Ways to purge deleted documents in 4TB indice


#1

Looking for an advice on how to get rid of all deleted documents in 4TB indice on a monthly basis. This indice is not a time series and it has lots deletes and writes all day long.

These are the number of docs from _stats

"primaries" : {
  "docs" : {
    "count" : 4377351691,
    "deleted" : 1276015486
  },
"total" : {
  "docs" : {
    "count" : 8754708022,
    "deleted" : 2565553924
  },

When I look at the _segments output I can see some segments with 40% data deletes, here is a sample
https://gist.githubusercontent.com/ofrivera/a16d67cfa4e3b59c21db1a2b4e8615c7/raw/754e1d46ab468e448dbe40e3b0a3d6208f1706b0/gistfile1.txt

Some options I'm considering:

  • Create a copy of the indice (via snapshot/restore), convert to read only, expunge deletes, sync deltas.
  • _forcemerge but what options you suggest?, specially to prevent ending up with huge segments.
  • Or just trying to be more aggressive with index.merge.scheduler.max_thread_count any suggestion?

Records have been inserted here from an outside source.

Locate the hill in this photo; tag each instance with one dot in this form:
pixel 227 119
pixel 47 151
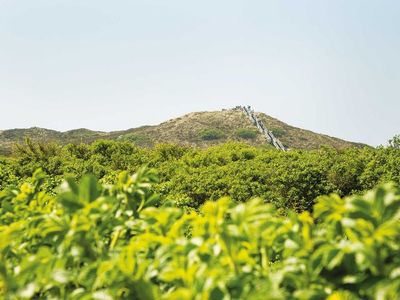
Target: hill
pixel 200 129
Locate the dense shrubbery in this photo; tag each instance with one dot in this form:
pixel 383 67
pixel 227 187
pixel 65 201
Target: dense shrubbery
pixel 94 241
pixel 247 134
pixel 190 176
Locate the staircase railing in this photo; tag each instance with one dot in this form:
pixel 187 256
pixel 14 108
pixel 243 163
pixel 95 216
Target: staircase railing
pixel 270 137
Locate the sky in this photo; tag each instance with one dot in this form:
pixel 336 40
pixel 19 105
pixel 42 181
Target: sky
pixel 328 66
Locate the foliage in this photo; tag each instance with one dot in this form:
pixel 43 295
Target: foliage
pixel 247 134
pixel 191 176
pixel 93 241
pixel 278 132
pixel 211 134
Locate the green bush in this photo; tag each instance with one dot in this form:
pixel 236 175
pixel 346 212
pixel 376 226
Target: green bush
pixel 247 134
pixel 211 134
pixel 278 132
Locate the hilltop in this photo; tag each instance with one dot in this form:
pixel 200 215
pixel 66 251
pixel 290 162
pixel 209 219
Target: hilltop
pixel 199 129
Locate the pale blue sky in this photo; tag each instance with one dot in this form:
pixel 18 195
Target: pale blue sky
pixel 328 66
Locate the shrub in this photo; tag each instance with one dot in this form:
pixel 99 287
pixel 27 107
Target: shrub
pixel 93 241
pixel 278 132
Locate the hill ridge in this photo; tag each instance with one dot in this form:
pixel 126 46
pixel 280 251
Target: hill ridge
pixel 198 129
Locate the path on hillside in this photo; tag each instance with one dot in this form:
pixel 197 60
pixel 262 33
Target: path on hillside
pixel 271 139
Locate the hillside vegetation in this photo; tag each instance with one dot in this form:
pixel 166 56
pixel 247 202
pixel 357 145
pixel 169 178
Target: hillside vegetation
pixel 191 176
pixel 201 129
pixel 96 241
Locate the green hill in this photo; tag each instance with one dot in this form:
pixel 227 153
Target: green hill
pixel 200 129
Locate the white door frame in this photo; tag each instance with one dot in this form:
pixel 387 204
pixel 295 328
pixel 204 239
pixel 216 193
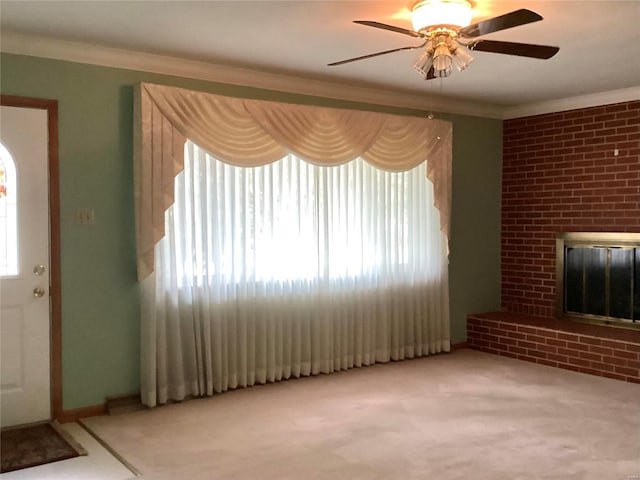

Some details about cluster setup:
Specs

AWS i3.4xlarge
16 nodes (all data nodes)
120gb RAM memory
16cpus

Health

{
  "cluster_name" : "elasticsearch",
  "status" : "green",
  "timed_out" : false,
  "number_of_nodes" : 16,
  "number_of_data_nodes" : 16,
  "active_primary_shards" : 629,
  "active_shards" : 1258,
  "relocating_shards" : 0,
  "initializing_shards" : 0,
  "unassigned_shards" : 0,
  "delayed_unassigned_shards" : 0,
  "number_of_pending_tasks" : 0,
  "number_of_in_flight_fetch" : 0,
  "task_max_waiting_in_queue_millis" : 0,
  "active_shards_percent_as_number" : 100.0
}

OS
CentOS Linux release 7.5.1804 (Core)
3.10.0-862.14.4.el7.x86_64 #1 SMP Wed Nov 30 15:12:11 UTC 2018 x86_64 x86_64 x86_64 GNU/Linux

RPM:
elasticsearch-6.4.2.rpm
Details:
elasticsearch-6.4.2-1.noarch

JAVA:
openjdk version "1.8.0_191"
OpenJDK Runtime Environment (build 1.8.0_191-b12)
OpenJDK 64-Bit Server VM (build 25.191-b12, mixed mode)

Thanks!


(David Turner) #2

The total proportion of deletes in your index is ~25% which seems healthy for an index that is under load.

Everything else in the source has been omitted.